Scientific Investigator Brian Haab, Ph.D., head of VARI’s Laboratory of DNA and Protein Microarray Technology, is directing the study.

This spring, Haab received a $70,000 grant from the Cancer Research and Prevention Foundation during the foundation’s first round of 2003 funding.

The foundation supported 10 new research projects totaling nearly $1 million in grant monies in its first grant cycle.

Haab’s study is the only one of the 10 focused on pancreatic cancer.

He said the grant was awarded based on some preliminary research his lab had done.

“We had some interesting preliminary results and we used that to get this current grant funding,” Haab recalled.

The pancreas is seated underneath the stomach. Because the organ isn’t palpable, physicians can’t tell when there’s a tumor mass, Haab explained.

“The symptoms don’t really show up until it’s late stage, so there’s no way to really detect pancreatic cancer until it’s well advanced. With any cancer, once it’s well advanced, there aren’t many treatment options.”

Today, only about 15 percent to 20 percent of pancreatic cancer patients are candidates for surgery, Haab noted.

He said if the disease could be detected earlier, a much higher percentage of patients would be candidates for surgery and chemotherapy would likely be more effective, as well.

Two scientists in Haab’s lab are using antibody microarray technology to gather complex protein measurements from pancreatic cancer patients and non-cancerous patients.

The technology enables scientists to measure dozens and dozens of proteins simultaneously out of small sample volumes, thus speeding the pace of research.

It also allows them to test many different proteins for their ability to distinguish pancreatic cancer patients from non-cancerous patients in the control group, Haab said.

“We measure on the order of about 100 different proteins. That’s a big advance over previous technologies which allowed you to measure just one or two or a handful of proteins at a time.”

Haab’s team is looking at blood proteins of pancreatic cancer patients, healthy people, and patients with pancreatitis, a benign disease involving inflammation or infection of the pancreas.

“It’s really important to distinguish cancer from benign disease because you don’t want to have false positive readings.” Haab explained. “So you need those patients in the set that have a benign disease but do not have cancer.”

He said there are many proteins that have altered abundances in the blood in association with pancreatic cancer, but there are many benign conditions that also can cause elevated protein levels.

So even though there’s a statistical association in the population at large, he said, that association is not strong enough to be practically useful in the clinic.

“We can look at the use of combinations of proteins as a signature.
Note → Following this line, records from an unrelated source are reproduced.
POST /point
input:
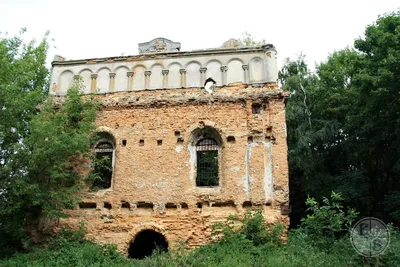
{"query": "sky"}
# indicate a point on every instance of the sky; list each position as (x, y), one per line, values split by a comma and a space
(91, 29)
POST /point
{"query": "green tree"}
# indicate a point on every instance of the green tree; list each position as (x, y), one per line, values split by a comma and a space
(41, 152)
(249, 40)
(343, 123)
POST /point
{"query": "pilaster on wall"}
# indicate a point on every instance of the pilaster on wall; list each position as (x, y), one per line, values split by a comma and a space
(112, 81)
(130, 80)
(224, 69)
(246, 73)
(165, 78)
(203, 75)
(280, 162)
(147, 74)
(183, 77)
(93, 83)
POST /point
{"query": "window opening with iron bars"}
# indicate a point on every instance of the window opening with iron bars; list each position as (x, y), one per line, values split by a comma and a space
(103, 164)
(207, 162)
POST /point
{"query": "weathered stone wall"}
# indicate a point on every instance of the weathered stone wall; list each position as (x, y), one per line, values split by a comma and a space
(153, 185)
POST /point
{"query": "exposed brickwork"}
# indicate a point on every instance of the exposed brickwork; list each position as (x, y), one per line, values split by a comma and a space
(153, 185)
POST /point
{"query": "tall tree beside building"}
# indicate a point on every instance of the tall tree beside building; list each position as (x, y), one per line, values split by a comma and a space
(39, 151)
(344, 126)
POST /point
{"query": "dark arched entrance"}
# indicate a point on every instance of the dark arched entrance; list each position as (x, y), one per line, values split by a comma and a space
(145, 243)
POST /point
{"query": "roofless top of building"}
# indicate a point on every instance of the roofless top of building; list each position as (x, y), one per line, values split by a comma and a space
(161, 65)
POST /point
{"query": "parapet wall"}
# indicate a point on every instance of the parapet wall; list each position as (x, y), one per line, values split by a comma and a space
(167, 70)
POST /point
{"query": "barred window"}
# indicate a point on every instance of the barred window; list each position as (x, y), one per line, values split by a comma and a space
(207, 162)
(103, 167)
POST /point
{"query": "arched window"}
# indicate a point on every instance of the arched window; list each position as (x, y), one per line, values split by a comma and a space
(207, 151)
(104, 162)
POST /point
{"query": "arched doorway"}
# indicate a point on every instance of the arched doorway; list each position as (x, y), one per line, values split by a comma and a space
(145, 243)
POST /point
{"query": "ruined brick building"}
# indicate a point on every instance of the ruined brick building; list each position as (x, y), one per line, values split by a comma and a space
(181, 155)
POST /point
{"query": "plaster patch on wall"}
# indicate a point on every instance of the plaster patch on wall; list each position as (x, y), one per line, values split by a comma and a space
(247, 180)
(268, 178)
(284, 129)
(192, 161)
(235, 169)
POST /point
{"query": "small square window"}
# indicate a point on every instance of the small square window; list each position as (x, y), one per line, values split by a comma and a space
(256, 108)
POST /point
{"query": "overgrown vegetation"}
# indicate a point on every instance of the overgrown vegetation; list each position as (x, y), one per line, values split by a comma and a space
(239, 242)
(40, 152)
(343, 124)
(343, 134)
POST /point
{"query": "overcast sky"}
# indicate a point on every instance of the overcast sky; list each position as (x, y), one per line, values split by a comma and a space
(89, 29)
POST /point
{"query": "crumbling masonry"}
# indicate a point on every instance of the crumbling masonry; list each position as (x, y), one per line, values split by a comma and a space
(181, 157)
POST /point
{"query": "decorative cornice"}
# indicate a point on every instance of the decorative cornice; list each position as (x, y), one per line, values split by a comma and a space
(224, 68)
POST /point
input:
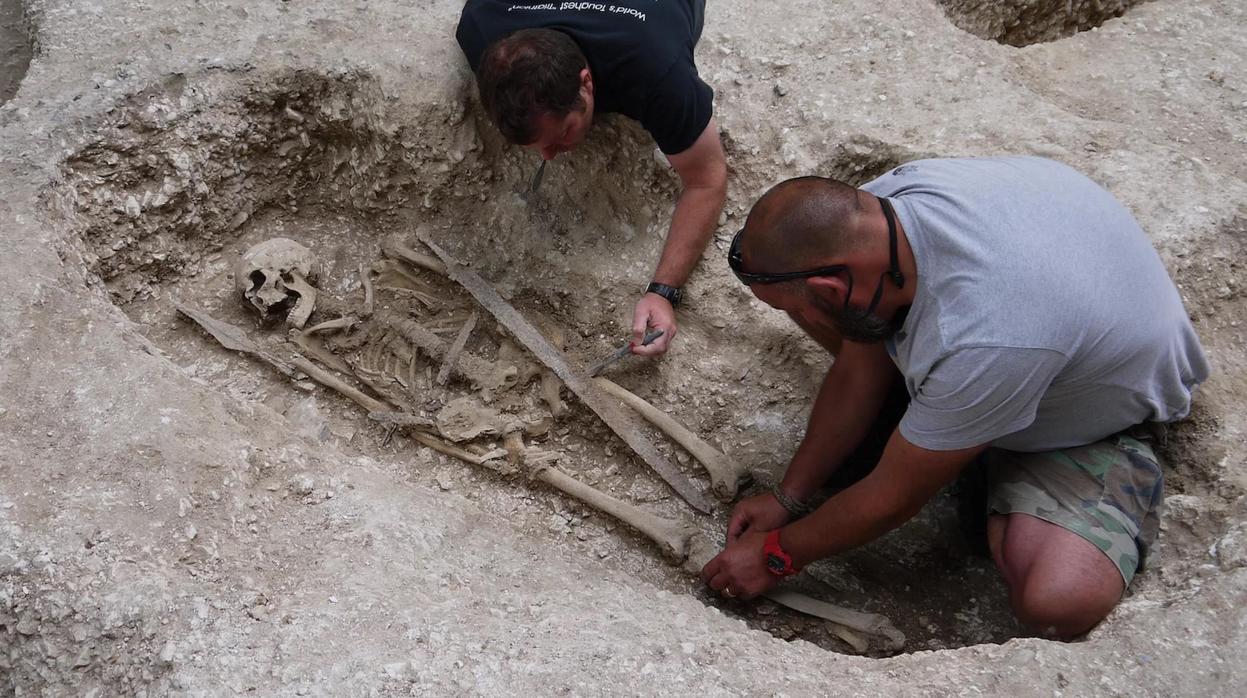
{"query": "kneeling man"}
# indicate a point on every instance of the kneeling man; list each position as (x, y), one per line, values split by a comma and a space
(1033, 327)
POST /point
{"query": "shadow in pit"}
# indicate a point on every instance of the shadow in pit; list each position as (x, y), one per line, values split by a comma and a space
(1021, 23)
(15, 47)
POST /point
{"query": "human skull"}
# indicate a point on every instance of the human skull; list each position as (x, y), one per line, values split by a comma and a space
(274, 276)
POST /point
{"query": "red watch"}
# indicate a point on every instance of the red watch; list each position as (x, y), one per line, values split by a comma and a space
(778, 562)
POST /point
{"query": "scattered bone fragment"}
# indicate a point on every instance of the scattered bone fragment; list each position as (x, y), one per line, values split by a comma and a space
(448, 360)
(232, 337)
(235, 338)
(726, 475)
(551, 394)
(868, 623)
(510, 354)
(311, 345)
(395, 248)
(486, 375)
(464, 419)
(264, 277)
(393, 274)
(620, 421)
(455, 451)
(681, 544)
(332, 325)
(402, 419)
(304, 301)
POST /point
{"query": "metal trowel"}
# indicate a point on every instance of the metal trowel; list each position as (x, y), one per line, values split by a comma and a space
(622, 352)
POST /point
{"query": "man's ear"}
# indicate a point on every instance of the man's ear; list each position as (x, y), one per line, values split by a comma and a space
(832, 289)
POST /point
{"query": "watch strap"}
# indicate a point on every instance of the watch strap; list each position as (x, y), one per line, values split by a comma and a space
(671, 293)
(778, 562)
(797, 509)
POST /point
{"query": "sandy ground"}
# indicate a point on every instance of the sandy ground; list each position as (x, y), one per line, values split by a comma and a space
(175, 517)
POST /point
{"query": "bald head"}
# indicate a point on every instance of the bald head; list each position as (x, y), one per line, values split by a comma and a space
(801, 223)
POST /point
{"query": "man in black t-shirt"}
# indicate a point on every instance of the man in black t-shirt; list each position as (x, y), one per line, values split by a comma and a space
(545, 67)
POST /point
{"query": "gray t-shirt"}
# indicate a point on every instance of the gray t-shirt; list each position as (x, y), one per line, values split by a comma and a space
(1043, 317)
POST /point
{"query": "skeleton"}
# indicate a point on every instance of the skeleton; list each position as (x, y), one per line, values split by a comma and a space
(274, 278)
(726, 475)
(389, 342)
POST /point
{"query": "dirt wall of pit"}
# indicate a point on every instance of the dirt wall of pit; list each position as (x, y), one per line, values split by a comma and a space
(150, 534)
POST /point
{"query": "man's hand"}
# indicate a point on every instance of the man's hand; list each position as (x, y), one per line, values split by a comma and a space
(652, 312)
(756, 515)
(741, 570)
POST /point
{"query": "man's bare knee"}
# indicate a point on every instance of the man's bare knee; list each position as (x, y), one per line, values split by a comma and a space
(1059, 583)
(1065, 612)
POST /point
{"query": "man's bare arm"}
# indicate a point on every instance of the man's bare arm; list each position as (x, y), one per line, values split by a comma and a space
(905, 479)
(702, 171)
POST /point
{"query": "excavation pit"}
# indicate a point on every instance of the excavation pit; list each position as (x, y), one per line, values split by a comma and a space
(166, 205)
(173, 192)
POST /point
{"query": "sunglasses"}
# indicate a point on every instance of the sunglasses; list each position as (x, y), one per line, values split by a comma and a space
(733, 261)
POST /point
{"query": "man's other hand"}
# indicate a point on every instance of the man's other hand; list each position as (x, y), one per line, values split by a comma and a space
(652, 312)
(741, 570)
(756, 515)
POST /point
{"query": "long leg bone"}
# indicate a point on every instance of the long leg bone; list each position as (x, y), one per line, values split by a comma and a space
(726, 475)
(610, 413)
(452, 355)
(681, 544)
(394, 248)
(365, 279)
(233, 338)
(490, 378)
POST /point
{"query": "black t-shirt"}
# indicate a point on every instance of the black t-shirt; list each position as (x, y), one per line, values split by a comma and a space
(640, 54)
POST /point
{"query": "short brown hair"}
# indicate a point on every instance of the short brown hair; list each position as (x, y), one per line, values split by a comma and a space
(528, 74)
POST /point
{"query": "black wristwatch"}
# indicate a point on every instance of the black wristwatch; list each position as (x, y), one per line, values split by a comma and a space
(671, 293)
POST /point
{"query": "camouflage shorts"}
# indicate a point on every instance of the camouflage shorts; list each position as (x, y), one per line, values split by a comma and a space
(1107, 492)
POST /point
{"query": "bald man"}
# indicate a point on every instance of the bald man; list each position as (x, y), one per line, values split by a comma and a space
(1034, 329)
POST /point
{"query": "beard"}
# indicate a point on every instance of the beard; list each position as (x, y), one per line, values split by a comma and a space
(856, 324)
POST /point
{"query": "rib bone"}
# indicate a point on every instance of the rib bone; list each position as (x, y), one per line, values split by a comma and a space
(726, 475)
If you combine them together and measure them together, there is a signature pattern of these proteins that is different in pancreatic cancer patients.
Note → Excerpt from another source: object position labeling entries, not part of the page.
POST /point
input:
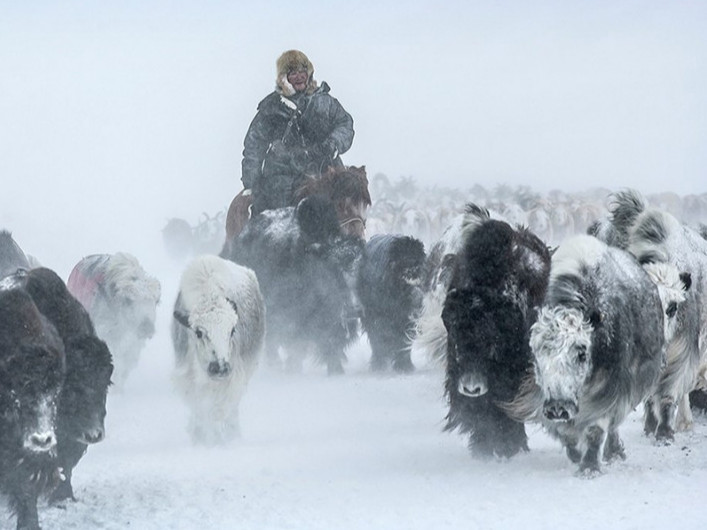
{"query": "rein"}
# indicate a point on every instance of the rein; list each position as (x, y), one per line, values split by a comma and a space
(356, 219)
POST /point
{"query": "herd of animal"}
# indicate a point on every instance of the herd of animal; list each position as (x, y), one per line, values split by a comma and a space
(572, 337)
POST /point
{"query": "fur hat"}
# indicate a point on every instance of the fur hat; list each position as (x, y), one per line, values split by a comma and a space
(294, 60)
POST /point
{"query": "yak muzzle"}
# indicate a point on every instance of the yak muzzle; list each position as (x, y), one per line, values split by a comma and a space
(219, 370)
(472, 385)
(560, 410)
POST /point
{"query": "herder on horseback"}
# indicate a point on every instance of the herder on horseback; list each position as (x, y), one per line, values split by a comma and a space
(298, 130)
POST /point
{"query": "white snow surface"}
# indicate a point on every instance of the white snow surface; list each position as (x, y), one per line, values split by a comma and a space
(353, 452)
(359, 451)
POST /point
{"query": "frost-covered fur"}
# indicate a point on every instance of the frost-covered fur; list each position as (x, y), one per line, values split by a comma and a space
(655, 236)
(11, 255)
(430, 338)
(122, 301)
(598, 346)
(217, 333)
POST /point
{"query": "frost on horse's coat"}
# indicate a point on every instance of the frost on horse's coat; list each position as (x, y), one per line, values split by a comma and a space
(217, 333)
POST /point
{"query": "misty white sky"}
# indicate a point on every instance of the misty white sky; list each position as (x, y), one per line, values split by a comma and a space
(136, 110)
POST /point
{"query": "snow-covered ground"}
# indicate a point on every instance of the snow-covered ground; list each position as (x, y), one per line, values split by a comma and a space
(360, 451)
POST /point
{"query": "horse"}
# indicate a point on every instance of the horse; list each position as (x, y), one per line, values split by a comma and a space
(346, 187)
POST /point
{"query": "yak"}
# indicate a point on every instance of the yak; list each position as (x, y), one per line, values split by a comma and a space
(499, 279)
(82, 402)
(655, 237)
(388, 288)
(217, 333)
(32, 367)
(11, 255)
(598, 346)
(306, 267)
(121, 299)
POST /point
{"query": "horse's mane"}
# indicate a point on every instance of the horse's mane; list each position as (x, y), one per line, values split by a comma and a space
(337, 184)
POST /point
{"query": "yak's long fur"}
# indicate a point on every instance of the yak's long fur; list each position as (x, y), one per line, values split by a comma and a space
(121, 299)
(32, 367)
(598, 347)
(217, 333)
(499, 279)
(388, 288)
(655, 236)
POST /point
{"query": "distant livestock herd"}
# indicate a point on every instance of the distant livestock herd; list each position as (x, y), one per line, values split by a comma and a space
(572, 337)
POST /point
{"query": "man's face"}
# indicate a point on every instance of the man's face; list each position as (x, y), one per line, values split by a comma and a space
(298, 79)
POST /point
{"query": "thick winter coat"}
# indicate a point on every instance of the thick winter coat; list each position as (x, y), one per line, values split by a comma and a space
(499, 280)
(388, 288)
(290, 137)
(217, 333)
(31, 376)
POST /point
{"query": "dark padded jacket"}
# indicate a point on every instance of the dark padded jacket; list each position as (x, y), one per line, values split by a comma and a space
(289, 138)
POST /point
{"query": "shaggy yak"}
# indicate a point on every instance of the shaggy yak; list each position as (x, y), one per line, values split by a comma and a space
(82, 402)
(306, 269)
(11, 255)
(598, 346)
(121, 299)
(388, 288)
(499, 279)
(31, 376)
(656, 238)
(217, 333)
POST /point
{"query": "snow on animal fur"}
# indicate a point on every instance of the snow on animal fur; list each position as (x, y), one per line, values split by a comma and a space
(598, 347)
(430, 337)
(122, 301)
(654, 236)
(217, 333)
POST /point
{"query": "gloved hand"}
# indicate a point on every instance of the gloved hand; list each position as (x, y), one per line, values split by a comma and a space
(326, 149)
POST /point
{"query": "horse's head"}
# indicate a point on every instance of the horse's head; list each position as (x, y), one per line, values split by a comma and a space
(347, 188)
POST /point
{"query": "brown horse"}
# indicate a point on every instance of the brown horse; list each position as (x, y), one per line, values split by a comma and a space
(346, 187)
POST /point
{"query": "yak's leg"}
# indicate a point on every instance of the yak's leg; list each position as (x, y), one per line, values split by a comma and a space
(590, 461)
(402, 362)
(614, 448)
(665, 431)
(25, 506)
(650, 420)
(684, 420)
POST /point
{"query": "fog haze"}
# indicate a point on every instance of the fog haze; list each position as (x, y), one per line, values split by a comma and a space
(117, 116)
“So we are identifying individual proteins and combinations of proteins that change in a coordinated fashion and are different in pancreatic cancer patients as compared to controls.”

The blood samples of pancreatic cancer patients are coming from three sources: Yale University, Evanston Northwestern Healthcare Corp. of Illinois, and from VARI Scientific Investigator Han-Mo Koo, Ph.D., who has been collecting samples from West Michigan hospitals for use in clinical trials.
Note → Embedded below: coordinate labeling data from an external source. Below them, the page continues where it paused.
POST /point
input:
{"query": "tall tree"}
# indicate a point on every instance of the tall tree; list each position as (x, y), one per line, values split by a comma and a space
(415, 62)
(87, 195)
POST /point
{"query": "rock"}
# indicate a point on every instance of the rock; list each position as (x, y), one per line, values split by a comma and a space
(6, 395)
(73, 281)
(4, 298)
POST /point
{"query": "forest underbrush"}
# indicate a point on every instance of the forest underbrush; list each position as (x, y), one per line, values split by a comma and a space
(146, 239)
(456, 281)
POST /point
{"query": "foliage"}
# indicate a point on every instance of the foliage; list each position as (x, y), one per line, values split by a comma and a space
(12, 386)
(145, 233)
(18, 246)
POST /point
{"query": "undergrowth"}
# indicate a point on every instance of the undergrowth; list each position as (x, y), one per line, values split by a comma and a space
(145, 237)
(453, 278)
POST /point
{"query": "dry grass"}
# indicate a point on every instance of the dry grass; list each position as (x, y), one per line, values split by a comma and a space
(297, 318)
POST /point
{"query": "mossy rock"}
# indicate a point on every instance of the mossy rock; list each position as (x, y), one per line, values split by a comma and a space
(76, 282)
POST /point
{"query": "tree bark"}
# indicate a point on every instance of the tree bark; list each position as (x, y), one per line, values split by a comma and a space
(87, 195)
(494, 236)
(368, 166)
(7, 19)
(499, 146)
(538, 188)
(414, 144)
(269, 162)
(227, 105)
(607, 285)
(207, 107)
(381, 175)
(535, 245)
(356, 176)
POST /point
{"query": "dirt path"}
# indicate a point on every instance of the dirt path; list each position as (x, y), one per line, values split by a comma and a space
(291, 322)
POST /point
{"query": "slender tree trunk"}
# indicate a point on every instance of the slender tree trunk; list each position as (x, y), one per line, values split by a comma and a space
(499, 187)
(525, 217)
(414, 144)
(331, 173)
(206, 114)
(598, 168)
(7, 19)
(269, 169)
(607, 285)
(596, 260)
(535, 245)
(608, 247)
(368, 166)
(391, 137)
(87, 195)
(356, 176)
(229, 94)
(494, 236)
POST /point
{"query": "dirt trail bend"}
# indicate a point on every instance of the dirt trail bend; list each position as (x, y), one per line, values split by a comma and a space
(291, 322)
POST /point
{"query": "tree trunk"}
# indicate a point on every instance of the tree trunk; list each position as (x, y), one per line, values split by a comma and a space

Haab estimates the two-year study will involve 60 pancreatic cancer patients and about 30 patients with pancreatitis.

As part of the study, VARI scientists will look at the blood serum of healthy people, as well as blood samples from other cancers of the gastrointestinal tract such as colon cancer, to see how they compare to pancreatic cancer.

Blood samples are a little easier to come by than tumor tissue samples, because blood can be accessed with minimal invasiveness, he noted.

“Blood is used for routine screening. So if we find something in the blood that’s a strong indicator of pancreatic cancer, then that opens up the possibility that it can be used for annual screening.”